The Anglian Water £100 million programme of additional storm water storage across the East of England is almost complete. The programme forms part of the water company’s Get River Positive initiative which was launched by Anglian Water and Severn Trent earlier this year.
The plan includes five pledges to transform river water quality across their regions and demonstrates a clear and actionable response to calls for a revival of rivers in England. Central to the pledges is a commitment that work carried out by the two water companies will ensure storm overflows and sewage treatment works do not harm rivers.
Because large proportions of the sewer network take surface water combined with wastewater, it means that rainwater ends up flowing through pipes to nearby water recycling centres where it is cleaned and returned to the environment. If this network becomes overwhelmed during heavy rainfall, that water can be released into nearby watercourses, to protect homes and businesses from flooding. As part of Get River Positive, Anglian Water has committed to greatly reducing how often this happens, protecting the region’s rivers and seas.

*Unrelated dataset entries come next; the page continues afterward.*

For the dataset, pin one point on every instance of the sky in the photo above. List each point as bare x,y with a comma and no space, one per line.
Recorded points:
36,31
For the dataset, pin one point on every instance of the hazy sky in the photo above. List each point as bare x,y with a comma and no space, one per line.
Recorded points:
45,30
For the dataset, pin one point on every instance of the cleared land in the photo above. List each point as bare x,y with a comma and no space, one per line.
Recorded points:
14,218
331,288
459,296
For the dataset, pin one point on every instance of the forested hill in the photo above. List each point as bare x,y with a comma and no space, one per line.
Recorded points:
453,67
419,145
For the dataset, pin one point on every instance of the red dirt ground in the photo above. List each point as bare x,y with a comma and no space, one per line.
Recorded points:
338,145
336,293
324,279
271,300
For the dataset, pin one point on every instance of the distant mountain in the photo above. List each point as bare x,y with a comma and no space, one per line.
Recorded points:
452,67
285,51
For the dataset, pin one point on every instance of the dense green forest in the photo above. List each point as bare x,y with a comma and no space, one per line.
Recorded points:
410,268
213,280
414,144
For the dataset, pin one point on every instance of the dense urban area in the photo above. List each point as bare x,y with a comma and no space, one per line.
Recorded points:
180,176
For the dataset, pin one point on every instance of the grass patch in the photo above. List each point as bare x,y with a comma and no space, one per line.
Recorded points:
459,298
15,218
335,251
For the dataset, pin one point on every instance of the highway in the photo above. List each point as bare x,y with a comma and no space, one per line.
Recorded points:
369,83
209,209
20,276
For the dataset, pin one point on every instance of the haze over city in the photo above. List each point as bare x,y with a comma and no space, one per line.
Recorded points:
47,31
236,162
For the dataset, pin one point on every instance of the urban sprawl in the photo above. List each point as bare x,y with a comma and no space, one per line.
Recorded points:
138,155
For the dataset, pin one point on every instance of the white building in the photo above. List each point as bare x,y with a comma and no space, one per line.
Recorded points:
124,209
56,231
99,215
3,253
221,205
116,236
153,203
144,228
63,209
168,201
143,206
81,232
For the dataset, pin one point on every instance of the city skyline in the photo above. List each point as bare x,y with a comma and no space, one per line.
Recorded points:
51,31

“We know that the frequency and severity of extreme weather – including drought, intense rainfall and flooding – is becoming more commonplace as a result of climate change. This year we’re in a strange juxtaposition where this summer’s extremely dry weather is actually a contributing factor for flooding. As it’s been dry for so long, the ground is still drier than usual and intense rainfall on to harder ground does not soak in as easily, meaning standing water builds up as there’s nowhere for it to go, causing surface water flooding. It’s a bit like a bath plughole, and it takes time for the water to drain away,” said Head of Environmental Strategy for Anglian Water, Carly Leonard.
“On top of this, the East of England is the lowest and flattest part of the UK so there’s less gravity to help water flow through catchments meaning rainwater more commonly stays where it falls. All of these factors mean that we need resilient infrastructure that can rise to the challenge and help us protect the environment at the same time. Being able to store excess water on our sites means that less ends up in our rivers, seas and some of the unique habitats in our region.”
The installation of new storm tanks, and increasing the capacity of existing tanks, means that larger volumes of rainfall, particularly during periods of extremely wet weather, can be captured and stored, helping prevent storm spills. The water is then released from the storage tank at a controlled rate through the water recycling process to make sure it’s clean enough to be returned to nearby watercourses.
Importantly, being able to store excess rainwater in this way provides additional protection to rivers, many of which in the East of England are unique chalk stream habitats, as well as the region’s coastline.
Despite the East of England seeing periods of heavy rainfall over the last couple of months, the region is still classed as being in a drought, with reservoirs, underground water stores and river levels still below average for this time of year.